On non-legacy POSIX systems, these functions call the C library functions getaddrinfo() and getnameinfo().

Someone please correct me if I’m wrong, but from my skimming of the Apache source and some man pages (links scattered below), it appears that the following occurs:

1. The hostname is requested

The hostname is retrieved with gethostname(). (See related man page.)

2. The IP address for the hostname is requested

The IP address for the hostname is retrieved with getaddrinfo(). (See related man page.)

3. The FQDN for the IP address is requested

The fully-qualified domain name for the hostname’s ip address is retrieved with getnameinfo(). (See related man page.)

It should be noted that getnameinfo() uses the settings in /etc/nsswitch.conf to determine the search order to use for resolving addresses to names. (See related man page.)

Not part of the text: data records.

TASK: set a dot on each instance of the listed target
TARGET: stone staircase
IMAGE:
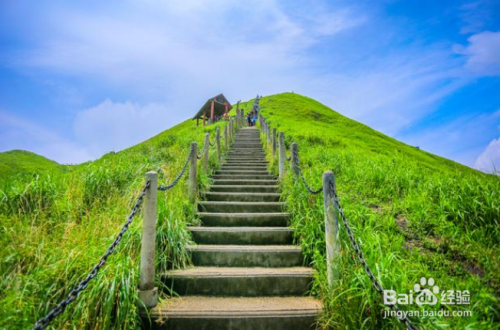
(246, 274)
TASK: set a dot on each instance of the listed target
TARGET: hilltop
(414, 214)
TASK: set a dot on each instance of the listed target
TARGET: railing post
(331, 227)
(225, 138)
(207, 152)
(217, 137)
(274, 142)
(282, 152)
(269, 134)
(192, 187)
(148, 294)
(294, 161)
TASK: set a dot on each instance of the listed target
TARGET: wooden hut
(215, 107)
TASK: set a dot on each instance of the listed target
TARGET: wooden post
(217, 138)
(274, 142)
(294, 160)
(282, 152)
(331, 227)
(148, 294)
(207, 152)
(192, 187)
(212, 109)
(226, 142)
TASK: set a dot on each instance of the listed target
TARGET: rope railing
(148, 294)
(332, 211)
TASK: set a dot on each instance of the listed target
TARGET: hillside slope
(20, 162)
(414, 214)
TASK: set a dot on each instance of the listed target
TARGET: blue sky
(79, 79)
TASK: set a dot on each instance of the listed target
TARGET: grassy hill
(20, 162)
(414, 214)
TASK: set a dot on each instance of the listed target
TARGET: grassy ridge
(414, 214)
(25, 163)
(54, 228)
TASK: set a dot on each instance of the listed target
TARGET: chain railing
(332, 210)
(56, 311)
(148, 196)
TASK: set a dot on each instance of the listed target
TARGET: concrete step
(231, 313)
(241, 207)
(230, 176)
(235, 281)
(244, 219)
(242, 196)
(243, 188)
(246, 182)
(246, 255)
(244, 168)
(242, 235)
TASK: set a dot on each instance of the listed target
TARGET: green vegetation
(413, 213)
(16, 163)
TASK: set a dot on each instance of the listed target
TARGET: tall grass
(54, 228)
(414, 215)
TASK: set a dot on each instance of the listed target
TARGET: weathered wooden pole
(207, 152)
(294, 161)
(274, 142)
(282, 152)
(217, 137)
(192, 173)
(148, 294)
(226, 142)
(331, 227)
(212, 109)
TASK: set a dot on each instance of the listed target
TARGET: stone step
(246, 182)
(242, 171)
(242, 196)
(246, 255)
(230, 176)
(239, 281)
(243, 168)
(243, 188)
(241, 207)
(242, 235)
(231, 313)
(244, 219)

By default on most systems, /etc/nsswitch.conf will contain a line like

hosts: files dns

files specifically means /etc/hosts on most systems, so the ultimate meaning is that the contents of /etc/hosts will be checked before DNS.

What to do! (Two steps)

Let’s use wiggles as our example hostname.

First, set your hostname

Permanently setting the hostname seems to be distro-specific.

Second, edit /etc/hosts

Note: this might also be distro-specific. Check to see if you need to perform this step at all for your Linux distribution.

You’ll need an entry in your /etc/hosts file that resolves your hostname to an IP address AND resolves that IP address to an FQDN. (See related man page.)

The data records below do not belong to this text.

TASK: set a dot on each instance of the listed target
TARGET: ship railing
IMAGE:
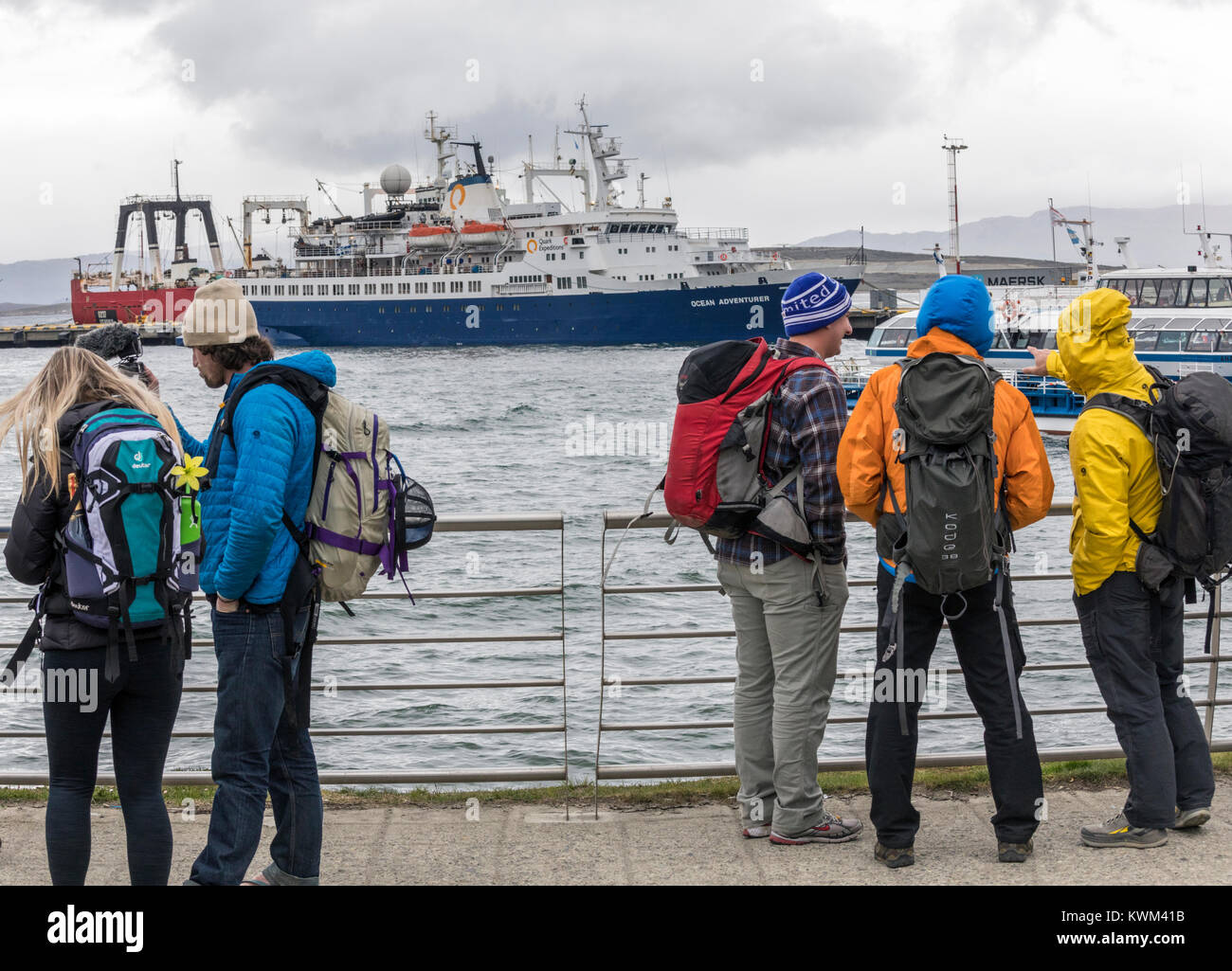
(516, 724)
(513, 290)
(620, 683)
(717, 233)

IP_address     canonical_hostname     [aliases...]

Example:       wiggles.example.com     wiggles

It’s important that wiggles.example.com (the FQDN) comes before wiggles (the hostname). Why? Because gethostname() returns the canonical name, which is the first one.

Apache will not be impressed if it does not see a name with at least one . character. (See ap_get_local_host() in util.c linked above).

Testing at the command line!

To feel confident about the hostname setup, let’s test it.

We can pretty accurately replicate what is happening internally in Apache at the command line using the hostname and getent commands.

Getting the hostname

$ hostname -v

(The -v option is for 'verbose'.)

Getting the IP address for the hostname

$ hostname -i

(You can also add the -v option for more detail.)

Getting the FQDN for the IP address

$ getent hosts   wiggles.example.com  wiggles

getent hosts does specifically search in /etc/hosts. Check your /etc/nsswitch.conf to double-check the hosts lookup order (see previous information) or write your own Perl script to call the gethostbyaddr() function directly!

By incrementally checking each step on the command line, it should be clear what is happening and where any fixes would need to occur.

The final test is to start or restart Apache and see if it’s happy. Run your distro’s equivalent to this (restart Apache/httpd):

apachectl restart

As with all things on the Unix command line, no news is good news.